Bug 14238 - asn1 problem found in oss-fuzz
Summary: asn1 problem found in oss-fuzz
Status: RESOLVED FIXED
Alias: None
Product: Samba 4.1 and newer
Classification: Unclassified
Component: Other (show other bugs)
Version: unspecified
Hardware: All All
: P5 normal (vote)
Target Milestone: ---
Assignee: Jeremy Allison
QA Contact: Samba QA Contact
URL:
Keywords:
Depends on:
Blocks:
 
Reported: 2020-01-16 22:30 UTC by Douglas Bagnall
Modified: 2020-01-30 03:04 UTC (History)
0 users

See Also:


Attachments
Possible patch for master. (1.47 KB, patch)
2020-01-23 22:13 UTC, Jeremy Allison
dbagnall: review+
jra: ci-passed+
Details

Note You need to log in before you can comment on or make changes to this bug.
Description Douglas Bagnall 2020-01-16 22:30:46 UTC
https://bugs.chromium.org/p/oss-fuzz/issues/detail?id=19537
https://oss-fuzz.com/testcase-detail/5750762605117440

Jeremy: I have noticed that you have a strong emotional response to certain combinations of the characters 'A', 'S', 'N', and '1'.

I am sorry to say that means you spring to mind when I see that word, and I assume you have LOTS OF VALUABLE EXPERIENCE.

The fuzzer is complaining about this function:

/* read an integer */                                                                                                          
bool asn1_read_enumerated(struct asn1_data *data, int *v)                                                                      
{                                                                                                                              
        *v = 0;                                                                                                                
                                                                                                                               
        if (!asn1_start_tag(data, ASN1_ENUMERATED)) return false;                                                              
        while (!data->has_error && asn1_tag_remaining(data)>0) {                                                               
                uint8_t b;                                                                                                     
                if (!asn1_read_uint8(data, &b)) {                                                                              
                        return false;                                                                                          
                }                                                                                                              
                *v = (*v << 8) + b;                                                                                            
        }                                                                                                                      
        return asn1_end_tag(data);                                                                                             
}


because *v builds up to be greater than 1<<24, then on the next round it is not going to fit in 32 bits.

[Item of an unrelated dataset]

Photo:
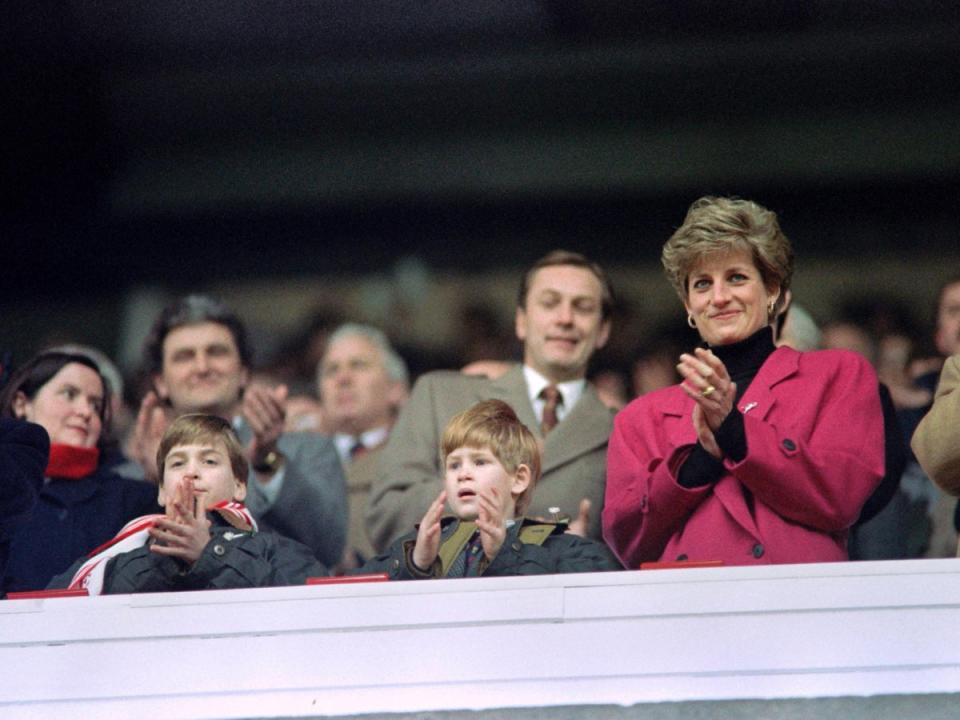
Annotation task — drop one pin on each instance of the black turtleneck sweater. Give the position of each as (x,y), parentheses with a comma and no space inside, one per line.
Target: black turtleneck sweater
(742,360)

It calls this undefined, which is technically true I guess, though in practice it is always going to chuck out some significant bits and possibly flip the sign. But that still doesn't really seem good. And if we limit it sizeof(int) rounds, it can still flip the sign, which is probably undefined anyway. It is lucky that sizeof(int) is de-facto fixed, otherwise we'd get different decodings on different architectures.

What is the right thing to do here?
Comment 1 Jeremy Allison 2020-01-23 20:21:57 UTC
I'll try and take a look soon. Thanks.
Comment 2 Jeremy Allison 2020-01-23 20:23:55 UTC
Here is what libssl does here:

https://manpages.debian.org/unstable/libssl-doc/ASN1_ENUMERATED_get.3ssl.en.html

Specifically..

ASN1_ENUMERATED_get() returns the value of a in a similar way to ASN1_INTEGER_get() but it returns 0xffffffffL if the value of a will not fit in a long type. New applications should use ASN1_ENUMERATED_get_int64() instead.
Comment 3 Jeremy Allison 2020-01-23 20:24:16 UTC
We should probably do the same I think.
Comment 4 Jeremy Allison 2020-01-23 20:55:41 UTC
OK, I think an ASN.1 ENUMERATED type has to be non-negative. Still investigating.
Comment 5 Jeremy Allison 2020-01-23 21:21:17 UTC
Yep:

https://ldap.com/ldapv3-wire-protocol-reference-asn1-ber/

states:

Enumerated Values
...

"Enumerated elements should not have negative numeric values. However, values are still encoded using the two’s complement representation of the value, so that it may be necessary to add a leading byte in which all bits are set to zero if the binary representation of the numeric value would have otherwise caused the most significant bit in the first byte to be set to one."
Comment 6 Jeremy Allison 2020-01-23 22:13:42 UTC
Created attachment 15751 [details]
Possible patch for master.

Here's what I've got in CI right now. Let me know what you think !
Comment 7 Jeremy Allison 2020-01-23 23:29:53 UTC
Comment on attachment 15751 [details]
Possible patch for master.

Passes CI. Let me know if you want a merge request !
Comment 8 Jeremy Allison 2020-01-28 23:12:37 UTC
Ping - do you think this one works ?
Comment 9 Douglas Bagnall 2020-01-28 23:16:16 UTC
(In reply to Jeremy Allison from comment #8)
Yes, looks good. RB+!
Comment 10 Douglas Bagnall 2020-01-29 01:38:43 UTC
Is this worth backporting?
Comment 11 Douglas Bagnall 2020-01-30 03:04:49 UTC
Oh, we should have added "credit to OSS-Fuzz".